Salah satu ide kreatif Daeng Uci yang paling menarik adalah konsep “Surat Undangan Rahasia 2030”. Sebuah program di mana anak-anak yang kini terlibat dalam kegiatan di padepokan diberikan tantangan untuk membuktikan diri mereka dalam lima tahun ke depan.
“Setiap anak kami tantang: ‘Kamu harus menjadi orang yang hebat di bidangmu. Di tahun 2030, kamu akan menerima surat rahasia dari kami. Kalau kamu berhasil, kamu akan tahu betapa berharganya perjalanan ini,’” tutur Daeng Uci sambil tersenyum.
Program ini dirancang sebagai motivasi jangka panjang agar anak-anak memiliki mimpi yang konkret dan semangat pantang menyerah dalam menapaki masa depan. Kelak, mereka akan dikumpulkan kembali untuk merayakan keberhasilan bersama dan memperkuat solidaritas sebagai generasi perubahan.

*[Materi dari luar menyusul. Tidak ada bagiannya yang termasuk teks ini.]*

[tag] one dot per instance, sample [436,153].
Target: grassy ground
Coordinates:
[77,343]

Berbeda dari asumsi banyak orang, kehidupan keagamaan di Padepokan Dimas Kanjeng berjalan normal. Salat lima waktu, dan kegiatan keagamaan lainnya tetap menjadi bagian dari rutinitas harian. Namun yang menarik, nilai-nilai kebangsaan dan cinta tanah air juga turut ditanamkan melalui kegiatan seperti pelatihan PBB dan bela negara yang melibatkan aparat TNI dan Polri setempat.
“Kita ingin anak-anak ini tidak hanya taat kepada Tuhan, tetapi juga cinta kepada tanah air dan mampu berkontribusi secara global,” kata Uci.
Baginya, pendidikan karakter tidak bisa hanya berhenti di ranah spiritual. Harus ada keseimbangan antara agama, seni, intelektualitas, dan semangat kebangsaan agar generasi muda mampu beradaptasi dengan tantangan global.
Tak jarang, orang-orang datang ke Padepokan Dimas Kanjeng dengan prasangka. Mulai dari wartawan, ormas, hingga oknum aparat pemerintahan yang mengaku utusan bupati. Namun Daeng Uci memilih untuk tidak menolak atau menyembunyikan apapun.
“Silakan datang, lihat langsung. Jangan hanya dengar dari luar. Kami tidak menutup-nutupi. Semua bisa lihat bagaimana anak-anak berkarya, masyarakat bekerja, dan bagaimana kita berupaya bangkit,” jelasnya.
Daeng Uci bahkan memfasilitasi warga sekitar, terutama anak-anak muda, untuk terlibat dalam kegiatan ekonomi produktif dan sosial. Dengan membuka lapangan kerja kecil-kecilan di lingkungan padepokan, ia ingin menunjukkan bahwa pemuda di sini bisa berkontribusi, bukan hanya menjadi bahan gosip.
Mengutip kalimat yang menjadi semacam mantra penyemangat, Daeng Uci berkata, “Kita sudah melewati badai besar, jadi masa kita akan gentar dengan gerimis?”
Kalimat itu bukan sekadar pernyataan gagah-gagahan. Ia menggambarkan bagaimana kuatnya mental dan spiritual yang dibangun dari pengalaman pahit masa lalu. Di saat sebagian besar masyarakat sudah menyerah pada stigma, Daeng Uci dan rekan-rekannya justru mengambil jalan berliku untuk membuktikan bahwa kebangkitan adalah mungkin.
“Apa yang tidak membunuh kita, justru akan menguatkan. Dan itu yang kami rasakan di sini. Padepokan ini masih hidup, masih bergerak, dan akan terus menanamkan nilai-nilai positif kepada generasi berikutnya,” pungkasnya.
Padepokan Dimas Kanjeng mungkin bukan lembaga pendidikan formal. Tapi di tempat ini, mimpi ditanamkan, semangat dipupuk, dan mental dibentuk dengan fondasi kuat untuk menyongsong 100 tahun Indonesia merdeka. Sebuah visi Indonesia Emas 2045 yang, bagi Daeng Uci, dimulai dari teater kecil, baris-berbaris, mempersiapkan mereka menjadi pemimpin masa depan (future leader).
“Anak-anak ini adalah benih masa depan. Kalau kita tanam dengan cinta dan harapan, mereka akan tumbuh jadi pohon-pohon kebanggaan bangsa,” tutupnya.